La ville est entourée d’une enceinte bastionnée qui se prolonge le long des flancs de la Bastille pour intégrer le fort bâti à son sommet. De ces fortifications, demeurent notamment la porte de France et la porte Saint-Laurent.

 

Les remparts de la Bastille, le fort Rabot et la porte de France, Pd.4 (279)
Les remparts de la Bastille, le fort Rabot et la porte de France
Pd.4 (279)

 

L’accès aux cités fortifiées se fait par des portes ouvertes dans l’enceinte, surveillées et fermées la nuit. La porte de France, achevée en 1620, tire son nom de sa situation. En effet, elle s’ouvre sur la route qui donne accès à Lyon et au royaume de France. Elle accueille les entrées solennelles des personnalités de marque qui traversent ou séjournent dans la ville. La façade orientée vers l’extérieur a ainsi reçu un décor soigné. La porte de France et la porte Saint-Laurent sont protégées Monuments historiques.

 

Porte de France. Photographie de Sylvain Frappat. Ville de Grenoble
Porte de France
Photographie de Sylvain Frappat/Ville de Grenoble

 

Porte Saint Laurent. Photographie de Sylvain Frappat. Ville de Grenoble
Porte Saint Laurent
Photographie de Sylvain Frappat/Ville de Grenoble

 

La seconde campagne, conduite par le général Haxo, s’étend de 1824 à 1848 et reprend entièrement la Bastille. La construction de nouvelles fortifications occasionne la démolition des anciennes murailles, désormais situées à l’intérieur de la cité. Les vastes terrains libérés autorisent la création de nouvelles portions de ville.
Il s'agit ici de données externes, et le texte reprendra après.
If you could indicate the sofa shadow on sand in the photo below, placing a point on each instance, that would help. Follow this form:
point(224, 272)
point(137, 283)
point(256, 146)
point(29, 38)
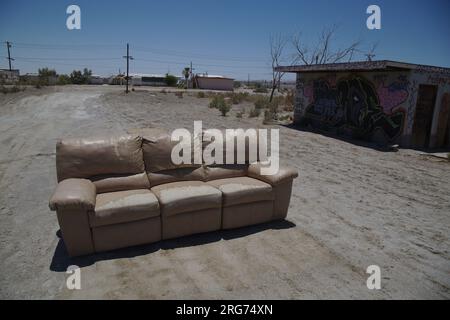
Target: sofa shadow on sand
point(61, 260)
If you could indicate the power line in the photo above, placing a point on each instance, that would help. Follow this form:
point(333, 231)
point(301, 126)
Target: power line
point(128, 57)
point(8, 46)
point(138, 48)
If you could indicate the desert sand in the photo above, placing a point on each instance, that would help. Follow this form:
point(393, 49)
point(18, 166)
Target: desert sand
point(352, 206)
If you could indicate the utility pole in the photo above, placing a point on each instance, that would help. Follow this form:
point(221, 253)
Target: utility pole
point(8, 45)
point(190, 75)
point(128, 57)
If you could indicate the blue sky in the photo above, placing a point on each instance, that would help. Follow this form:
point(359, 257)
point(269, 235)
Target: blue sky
point(220, 37)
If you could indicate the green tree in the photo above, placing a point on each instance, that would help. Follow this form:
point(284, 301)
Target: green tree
point(186, 73)
point(171, 80)
point(63, 79)
point(78, 77)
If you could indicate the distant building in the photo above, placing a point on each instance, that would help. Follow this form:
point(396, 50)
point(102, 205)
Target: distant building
point(140, 79)
point(9, 76)
point(96, 79)
point(32, 78)
point(382, 101)
point(213, 82)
Ainsi, la construction de l’enceinte Haxo (1824-1848) donne lieu à l’aménagement de la place d’Armes (actuelle place de Verdun) sur l’emprise des fortifications Lesdiguières (fin XVIe siècle). La place Victor-Hugo est quant à elle créée dans les années 1880 sur une partie de l’enceinte Haxo.

 

Plan de la ville de Grenoble avec son enceinte actuelle, par Adrien Meunier, Cd.203
Plan de la ville de Grenoble avec son enceinte actuelle
Dressé par Adrien Meunier
Cd.203

 

Dès son achèvement en 1848, l’enceinte Haxo se révèle caduque face à l’artillerie à plus longue portée et à obus explosif. En 1880, une nouvelle fortification est édifiée au sud, entre le Drac et la muraille Haxo, pour englober les faubourgs industriels qui se sont développés à l’ouest. L’arasement de la muraille entre ville et faubourgs libère une vaste surface qui donne naissance à la place Victor-Hugo et aux quartiers environnants. Les grands boulevards prennent quant à eux place sur le tracé de l’enceinte sud démolie à partir des années 1930.

 

La démolition des remparts ouest au niveau de la porte Randon située sur l'actuelle avenue Felix Viallet, cliché Henri Ferrand, Pd.4 (405)
La démolition des remparts ouest
au niveau de la porte Randon située sur l'actuelle avenue Felix Viallet
Photographie de Henri Ferrand
Pd.4 (405)

 

Le site fortifié que nous connaissons aujourd’hui est un témoignage exceptionnel de ces aménagements militaires. Les principaux vestiges des enceintes sont protégés Monuments historiques.

 

La ville s’est ainsi construite à l’intérieur d’enceintes militaires successives qui jouent un rôle déterminant dans son organisation. Les fortifications délimitent l’emprise de la cité, elles autorisent et contraignent son développement au gré de leur construction puis des terrains qu’elles libèrent lors de leur démolition. À partir des années 1920, leur disparition définitive autorise l’importante expansion de la ville en direction du sud.